All this is hard to grasp. But it’s true. People have been known to find peace, justice, love in themselves, with God’s help, even under truly terrible circumstances, impossible though it seems. But then—as if all this were not difficult enough—Jesus adds something even harder to imagine. “Truly I tell you, this generation will not pass away until all things have taken place. Heaven and earth will pass away, but my words will not pass away.” That fig tree has sprouted leaves almost two thousand times now and the end—in the global, catastrophic sense that Jesus’ disciples were thinking of—still hasn’t happened.
What has happened? Something has been planted inside this world that can triumph even under dire adversity: Jesus’ message of love. It was first planted, of course, at the creation of the world, but we always have trouble grasping how central it is. Jesus keeps underlining it, again and again and again. Paul grasped what a profound difference it could make for people in this world. Jeremiah rejoiced to hear that there would still be a time when God’s love would bring justice. But all this doesn’t have to wait for the literal end of the world before it can become known among us, before it can create a new world even inside this fragmented, sometimes cruel world that we live in now. It still holds good and it creates a single generation out of all those who hear it and grasp it, a generation now thousands of years old, a generation that includes us.

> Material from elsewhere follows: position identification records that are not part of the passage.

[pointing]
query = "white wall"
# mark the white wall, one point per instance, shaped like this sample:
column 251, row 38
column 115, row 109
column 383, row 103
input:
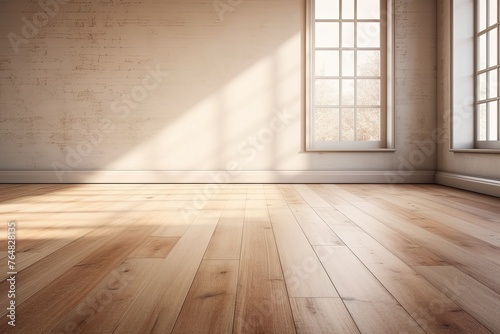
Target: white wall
column 456, row 166
column 228, row 80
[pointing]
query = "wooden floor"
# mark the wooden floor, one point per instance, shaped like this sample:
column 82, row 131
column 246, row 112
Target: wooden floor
column 252, row 259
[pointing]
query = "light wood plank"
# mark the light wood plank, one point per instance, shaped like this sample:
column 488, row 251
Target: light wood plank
column 156, row 309
column 209, row 305
column 226, row 240
column 322, row 316
column 479, row 268
column 304, row 274
column 104, row 306
column 155, row 247
column 475, row 298
column 420, row 301
column 312, row 199
column 262, row 304
column 62, row 295
column 363, row 294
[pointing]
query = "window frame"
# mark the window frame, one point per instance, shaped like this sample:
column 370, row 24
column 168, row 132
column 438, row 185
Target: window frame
column 386, row 81
column 485, row 144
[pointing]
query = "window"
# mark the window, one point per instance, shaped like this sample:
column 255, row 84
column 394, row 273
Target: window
column 349, row 62
column 487, row 67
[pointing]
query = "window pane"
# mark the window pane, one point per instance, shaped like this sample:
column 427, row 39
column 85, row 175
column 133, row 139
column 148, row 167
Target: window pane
column 493, row 84
column 368, row 63
column 493, row 121
column 327, row 63
column 347, row 63
column 347, row 9
column 348, row 92
column 493, row 43
column 482, row 14
column 482, row 86
column 348, row 125
column 493, row 11
column 327, row 34
column 326, row 92
column 368, row 35
column 327, row 9
column 368, row 9
column 368, row 123
column 368, row 93
column 482, row 122
column 348, row 35
column 326, row 122
column 482, row 52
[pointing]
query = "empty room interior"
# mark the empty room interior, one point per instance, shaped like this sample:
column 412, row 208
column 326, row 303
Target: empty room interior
column 250, row 166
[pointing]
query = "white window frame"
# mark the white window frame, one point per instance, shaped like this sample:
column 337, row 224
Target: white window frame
column 485, row 144
column 387, row 88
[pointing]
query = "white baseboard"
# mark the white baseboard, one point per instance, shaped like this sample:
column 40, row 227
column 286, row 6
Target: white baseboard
column 217, row 177
column 471, row 183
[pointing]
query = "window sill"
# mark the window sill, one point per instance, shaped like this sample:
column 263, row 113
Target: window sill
column 477, row 150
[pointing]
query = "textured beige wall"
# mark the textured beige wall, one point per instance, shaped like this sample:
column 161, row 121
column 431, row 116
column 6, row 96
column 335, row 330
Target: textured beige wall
column 172, row 85
column 473, row 164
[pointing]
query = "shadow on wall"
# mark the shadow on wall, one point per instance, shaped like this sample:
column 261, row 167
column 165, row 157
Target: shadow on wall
column 145, row 85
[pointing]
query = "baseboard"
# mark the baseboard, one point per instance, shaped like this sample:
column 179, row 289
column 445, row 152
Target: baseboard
column 217, row 177
column 471, row 183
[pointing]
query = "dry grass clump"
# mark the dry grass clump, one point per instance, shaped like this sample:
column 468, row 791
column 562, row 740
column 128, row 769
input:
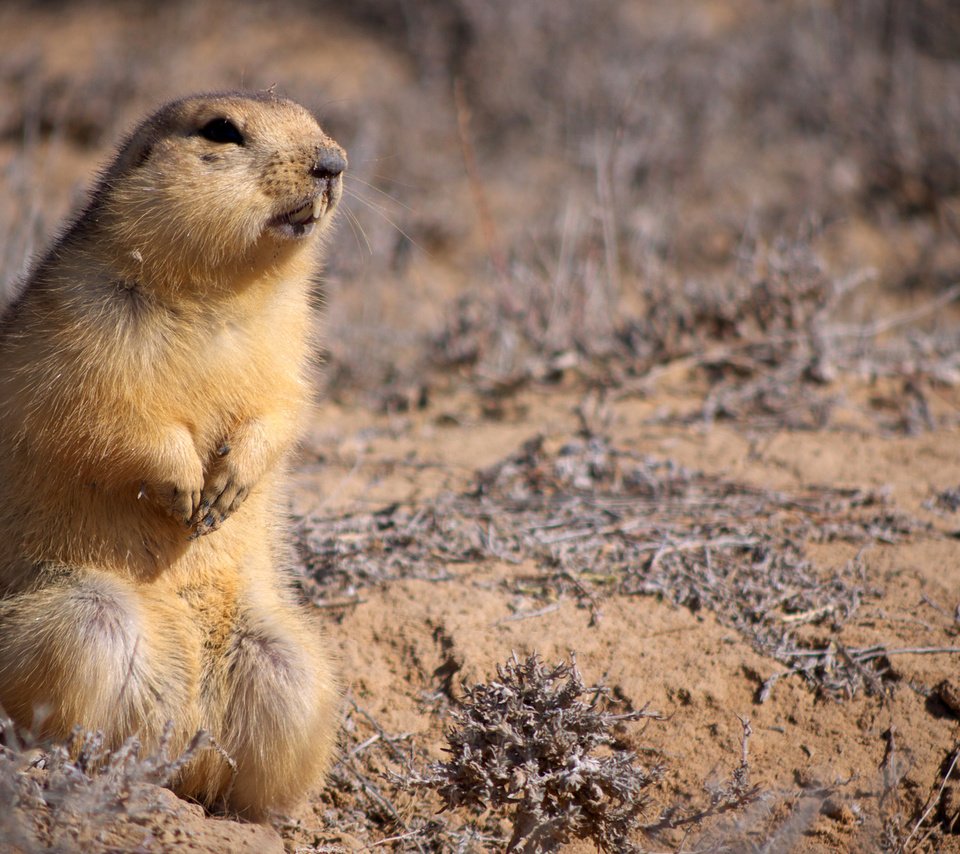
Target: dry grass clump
column 60, row 796
column 528, row 742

Remember his words to his disciples—us, too: “Stand up. Raise your heads.” Become new now. Live by love.
There’s a thousand-year-old Advent hymn that celebrates both the first advent at Bethlehem and the second one at the end of all things. And it ends with this prayer addressed to Jesus:
By your first advent, O Lord, claim us as just and faithful;
by your second, set us free.
So that when you judge
all deeds
in the bright light,
we, then, clothed
in unblemished garments,
may follow
your footsteps
wherever we find them.
That’s the great hope of Advent: to complete our journey into love along the path that God is showing us.
Note: A full translation of the tenth century sequence hymn Salus aeterna can be found in Run, Shepherds, Run: Poems for Advent and Christmas, ed. by me (Harrisbug: Morehouse, 2005.